Lobster Club is pleased to present Strata Memory, a duo exhibition by Ellen Rutt and Aaron Glasson, opening Saturday, April 19, 2025. Through painting and sculpture, the artists unearth meaning amid layered crises, exploring the partnership between love and grief anchored by a shared belief: we make things holy by the quality of attention we give them.1
Strata Memory features five new paintings by each artist, a 15-part collaborative painting, and a site-specific installation composed of found objects, earth and food.
Rutt’s process-driven abstract works are formed through an act of reverent tracing. Using charcoal, pigmented chalk, and milk paint she records elements from her surrounding landscape and personal life. For this show, Rutt departs from her typical employment of primary colors in favor of earth tones and pigment found in her surroundings. Often working directly on the ground, she maps ancient rock veins and surface textures, the silhouette of a community bulletin board, a rusted trash can lid, her phone. These tracings transform both the mundane and the monumental into gestural maps that hold the dissonance of scale and time.
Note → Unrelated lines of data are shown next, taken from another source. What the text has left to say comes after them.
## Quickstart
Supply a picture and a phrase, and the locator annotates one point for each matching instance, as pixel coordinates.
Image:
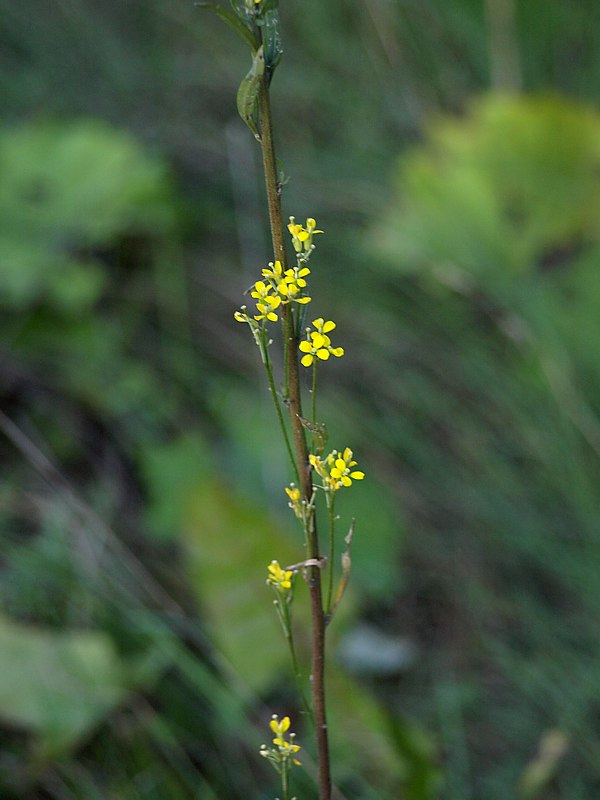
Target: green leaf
(229, 543)
(234, 22)
(271, 40)
(60, 685)
(247, 97)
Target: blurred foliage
(138, 456)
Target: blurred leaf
(61, 685)
(540, 771)
(68, 189)
(229, 543)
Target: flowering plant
(281, 296)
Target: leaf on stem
(234, 22)
(247, 97)
(346, 567)
(271, 40)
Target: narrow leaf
(234, 22)
(346, 567)
(247, 97)
(271, 40)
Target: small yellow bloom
(285, 749)
(288, 284)
(266, 303)
(279, 578)
(302, 236)
(242, 315)
(295, 500)
(318, 343)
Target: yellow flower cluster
(336, 469)
(282, 286)
(284, 749)
(280, 579)
(295, 500)
(318, 343)
(302, 236)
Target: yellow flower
(285, 748)
(302, 236)
(295, 500)
(242, 315)
(280, 579)
(266, 303)
(288, 284)
(336, 469)
(318, 343)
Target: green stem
(269, 369)
(314, 393)
(284, 782)
(303, 468)
(330, 509)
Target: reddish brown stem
(295, 410)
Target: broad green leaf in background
(59, 686)
(66, 189)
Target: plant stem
(330, 509)
(269, 369)
(305, 480)
(284, 783)
(287, 626)
(314, 393)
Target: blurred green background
(451, 151)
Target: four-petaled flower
(289, 283)
(284, 749)
(302, 236)
(295, 500)
(280, 579)
(318, 343)
(336, 469)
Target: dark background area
(451, 152)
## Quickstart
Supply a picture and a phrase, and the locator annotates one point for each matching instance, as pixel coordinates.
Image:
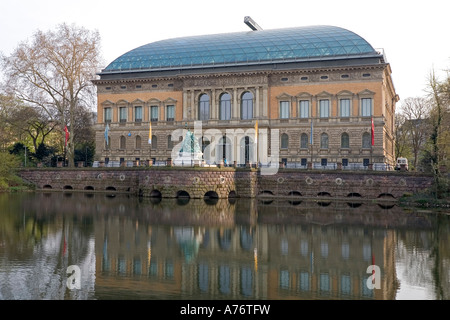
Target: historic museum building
(319, 95)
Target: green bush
(8, 165)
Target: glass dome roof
(245, 48)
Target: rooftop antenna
(252, 24)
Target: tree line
(47, 98)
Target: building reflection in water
(245, 249)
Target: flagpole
(372, 142)
(256, 141)
(311, 142)
(150, 162)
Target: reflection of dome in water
(189, 249)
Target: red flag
(67, 134)
(373, 133)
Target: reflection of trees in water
(424, 258)
(45, 241)
(198, 227)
Time itself acts as a collaborator within the work: canvases and materials are often left outside for months or years, allowing weather and decay to leave their own marks underscoring how time erodes, alters, and ultimately reinvents form.
Glasson’s practice centers on an inquiry into the spirit of ecology and humanity’s place within it. His materials—natural pigments made from rock, rust, and charcoal, and installations constructed from discarded objects—mirror his philosophical exploration. The paintings for Strata Memory were created between Mexico City and the Mojave Desert and unfold as meditations on the tangible and the intangible. Shaped by outer observation and inner reflection, they seek to reveal what is visible, invisible, and the intricate web that connects all life. His imagery invites viewers into liminal yet familiar spaces—shifting abstract terrains of loss and renewal.
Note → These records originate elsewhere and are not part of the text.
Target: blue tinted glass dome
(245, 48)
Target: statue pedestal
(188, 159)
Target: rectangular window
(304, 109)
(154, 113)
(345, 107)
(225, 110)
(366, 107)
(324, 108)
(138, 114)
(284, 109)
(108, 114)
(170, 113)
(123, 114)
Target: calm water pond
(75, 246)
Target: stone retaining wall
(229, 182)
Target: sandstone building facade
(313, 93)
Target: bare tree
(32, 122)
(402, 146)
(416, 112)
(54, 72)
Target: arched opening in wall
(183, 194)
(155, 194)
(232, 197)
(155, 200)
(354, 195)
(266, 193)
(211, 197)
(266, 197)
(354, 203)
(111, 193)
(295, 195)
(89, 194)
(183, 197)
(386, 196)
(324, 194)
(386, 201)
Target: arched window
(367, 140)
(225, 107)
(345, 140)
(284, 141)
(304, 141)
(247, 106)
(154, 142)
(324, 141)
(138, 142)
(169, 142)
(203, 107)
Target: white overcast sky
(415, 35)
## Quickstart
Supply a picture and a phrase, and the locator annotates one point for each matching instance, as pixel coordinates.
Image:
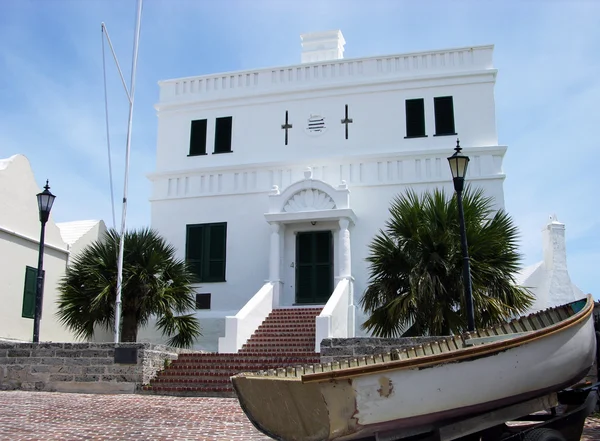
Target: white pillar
(344, 249)
(275, 256)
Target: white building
(549, 279)
(272, 176)
(19, 250)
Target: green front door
(314, 267)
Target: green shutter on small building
(29, 293)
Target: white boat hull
(362, 400)
(425, 395)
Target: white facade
(79, 234)
(549, 279)
(19, 244)
(19, 248)
(337, 180)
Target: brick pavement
(61, 416)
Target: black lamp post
(458, 166)
(45, 201)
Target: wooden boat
(454, 377)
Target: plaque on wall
(316, 125)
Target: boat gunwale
(456, 355)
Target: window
(198, 138)
(223, 135)
(29, 292)
(202, 301)
(444, 116)
(415, 118)
(205, 251)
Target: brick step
(252, 366)
(317, 310)
(271, 350)
(283, 334)
(192, 381)
(291, 319)
(287, 326)
(224, 372)
(279, 343)
(291, 357)
(274, 337)
(178, 391)
(257, 365)
(267, 349)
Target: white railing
(325, 72)
(337, 318)
(240, 327)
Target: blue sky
(547, 91)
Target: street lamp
(45, 201)
(458, 166)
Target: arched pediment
(310, 199)
(309, 194)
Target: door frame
(332, 264)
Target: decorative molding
(333, 174)
(326, 74)
(309, 200)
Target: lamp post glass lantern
(458, 166)
(45, 201)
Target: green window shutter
(205, 251)
(444, 115)
(223, 128)
(193, 249)
(216, 237)
(198, 138)
(29, 292)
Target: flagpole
(136, 39)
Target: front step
(285, 338)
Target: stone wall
(79, 367)
(333, 349)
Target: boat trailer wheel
(543, 434)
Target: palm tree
(416, 283)
(155, 283)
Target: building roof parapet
(326, 73)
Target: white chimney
(554, 246)
(559, 288)
(322, 46)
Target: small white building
(19, 250)
(272, 182)
(549, 279)
(79, 234)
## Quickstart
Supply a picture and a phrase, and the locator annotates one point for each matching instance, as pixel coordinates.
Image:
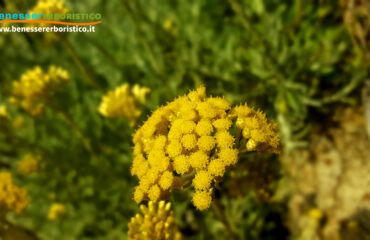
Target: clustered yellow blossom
(124, 101)
(35, 86)
(3, 114)
(49, 7)
(258, 133)
(56, 211)
(18, 122)
(3, 111)
(29, 164)
(191, 136)
(12, 197)
(155, 223)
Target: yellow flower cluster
(258, 133)
(124, 101)
(155, 223)
(189, 136)
(3, 114)
(3, 111)
(12, 197)
(56, 211)
(35, 86)
(49, 7)
(29, 164)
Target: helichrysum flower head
(3, 114)
(56, 211)
(12, 197)
(29, 164)
(259, 134)
(124, 101)
(191, 138)
(3, 111)
(36, 86)
(156, 222)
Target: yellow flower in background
(56, 211)
(168, 24)
(3, 111)
(156, 222)
(35, 86)
(12, 197)
(18, 122)
(29, 164)
(124, 101)
(190, 138)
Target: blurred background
(305, 63)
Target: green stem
(77, 130)
(223, 218)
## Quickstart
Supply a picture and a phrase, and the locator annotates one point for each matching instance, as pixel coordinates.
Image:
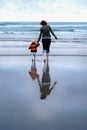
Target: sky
(37, 10)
Their collaborative painting weaves together each artist’s mark-making practices into a unified whole—an aggregate of canvases that resemble a quilt or an aerial view of farmland. With a palette of desert ochre and earthen sienna, the piece merges translucent washes, soft-edged geometries, and quiet narrative scenes to explore the convergence of spirit and substance.
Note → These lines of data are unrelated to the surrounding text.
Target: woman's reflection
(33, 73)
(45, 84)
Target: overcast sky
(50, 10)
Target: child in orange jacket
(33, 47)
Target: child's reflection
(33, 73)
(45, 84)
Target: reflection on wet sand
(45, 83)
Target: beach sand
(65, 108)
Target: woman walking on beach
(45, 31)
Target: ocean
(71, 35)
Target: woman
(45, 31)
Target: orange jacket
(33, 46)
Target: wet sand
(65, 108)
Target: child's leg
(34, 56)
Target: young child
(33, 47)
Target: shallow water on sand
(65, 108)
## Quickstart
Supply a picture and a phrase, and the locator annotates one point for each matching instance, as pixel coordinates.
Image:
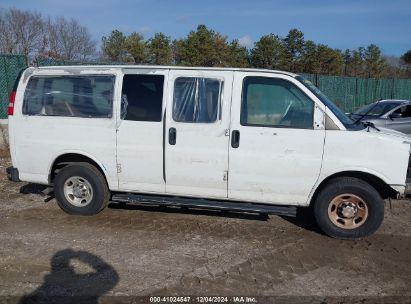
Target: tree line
(31, 34)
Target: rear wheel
(81, 189)
(349, 208)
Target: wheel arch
(379, 185)
(71, 158)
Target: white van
(220, 138)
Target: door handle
(235, 139)
(172, 136)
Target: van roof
(71, 67)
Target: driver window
(405, 111)
(275, 102)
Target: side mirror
(394, 115)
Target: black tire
(100, 192)
(327, 215)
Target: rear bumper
(13, 174)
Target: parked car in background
(389, 113)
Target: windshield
(376, 109)
(345, 120)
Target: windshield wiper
(366, 113)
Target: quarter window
(76, 96)
(142, 97)
(275, 102)
(196, 100)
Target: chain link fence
(349, 93)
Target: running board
(154, 200)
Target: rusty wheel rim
(348, 211)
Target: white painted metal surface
(276, 165)
(140, 149)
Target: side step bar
(154, 200)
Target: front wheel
(81, 189)
(348, 208)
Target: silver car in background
(389, 113)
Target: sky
(338, 23)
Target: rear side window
(272, 102)
(142, 97)
(196, 100)
(75, 96)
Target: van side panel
(37, 140)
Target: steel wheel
(348, 211)
(78, 191)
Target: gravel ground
(138, 251)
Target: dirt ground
(138, 251)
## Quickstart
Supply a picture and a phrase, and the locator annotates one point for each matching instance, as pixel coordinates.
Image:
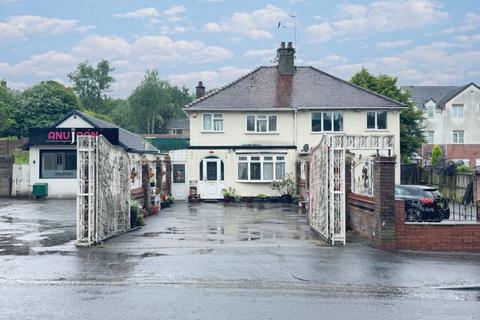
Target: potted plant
(229, 194)
(164, 202)
(285, 187)
(134, 213)
(261, 197)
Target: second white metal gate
(103, 196)
(327, 212)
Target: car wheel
(411, 215)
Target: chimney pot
(285, 58)
(199, 90)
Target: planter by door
(211, 178)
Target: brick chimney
(200, 90)
(286, 58)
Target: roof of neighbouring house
(439, 94)
(307, 88)
(182, 123)
(130, 141)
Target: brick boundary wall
(434, 236)
(361, 211)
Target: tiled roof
(128, 140)
(422, 94)
(182, 123)
(307, 88)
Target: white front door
(211, 182)
(179, 187)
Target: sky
(422, 42)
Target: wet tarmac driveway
(215, 261)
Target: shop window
(61, 164)
(261, 168)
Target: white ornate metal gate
(327, 181)
(103, 197)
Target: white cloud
(378, 16)
(254, 25)
(140, 13)
(20, 27)
(172, 14)
(264, 55)
(130, 59)
(437, 63)
(393, 44)
(211, 79)
(320, 32)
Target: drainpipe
(295, 127)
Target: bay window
(263, 168)
(261, 123)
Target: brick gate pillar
(158, 175)
(384, 195)
(168, 173)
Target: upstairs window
(327, 121)
(377, 120)
(261, 123)
(430, 110)
(457, 111)
(458, 136)
(430, 137)
(213, 122)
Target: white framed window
(458, 136)
(457, 111)
(430, 110)
(262, 168)
(327, 122)
(213, 122)
(430, 137)
(377, 120)
(261, 123)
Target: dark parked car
(423, 203)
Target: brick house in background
(451, 119)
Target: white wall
(443, 124)
(229, 157)
(57, 188)
(74, 121)
(234, 133)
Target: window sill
(327, 132)
(256, 181)
(376, 130)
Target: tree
(153, 103)
(43, 104)
(92, 84)
(437, 154)
(411, 128)
(6, 111)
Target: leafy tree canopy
(411, 127)
(43, 104)
(154, 102)
(92, 84)
(6, 111)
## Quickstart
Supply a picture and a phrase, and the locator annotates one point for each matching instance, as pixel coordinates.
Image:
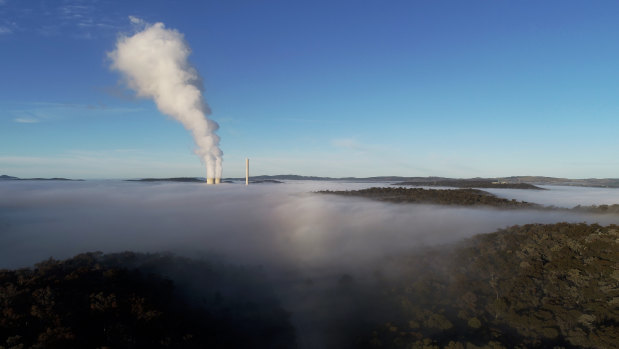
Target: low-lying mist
(296, 235)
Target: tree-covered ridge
(117, 301)
(472, 183)
(461, 197)
(545, 286)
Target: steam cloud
(154, 63)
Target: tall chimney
(246, 171)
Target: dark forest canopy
(532, 286)
(460, 197)
(472, 183)
(127, 300)
(544, 286)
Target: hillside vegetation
(124, 301)
(462, 197)
(545, 286)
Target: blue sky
(327, 88)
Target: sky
(324, 88)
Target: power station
(217, 180)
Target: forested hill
(532, 286)
(460, 197)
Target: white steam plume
(154, 63)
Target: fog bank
(283, 225)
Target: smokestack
(246, 171)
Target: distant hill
(515, 182)
(585, 182)
(473, 183)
Together, Rutt and Glasson’s paintings and sculptures offer meditations on our estrangement from the natural world and the potential for reconnection. At the heart of this exhibition lies a question: Might the solutions to our ever-growing crises not lie in discovering something new, but in remembering something ancient? And perhaps through grieving what has been lost, we can awaken a memory that shifts how we relate to each other, to the land, and to life.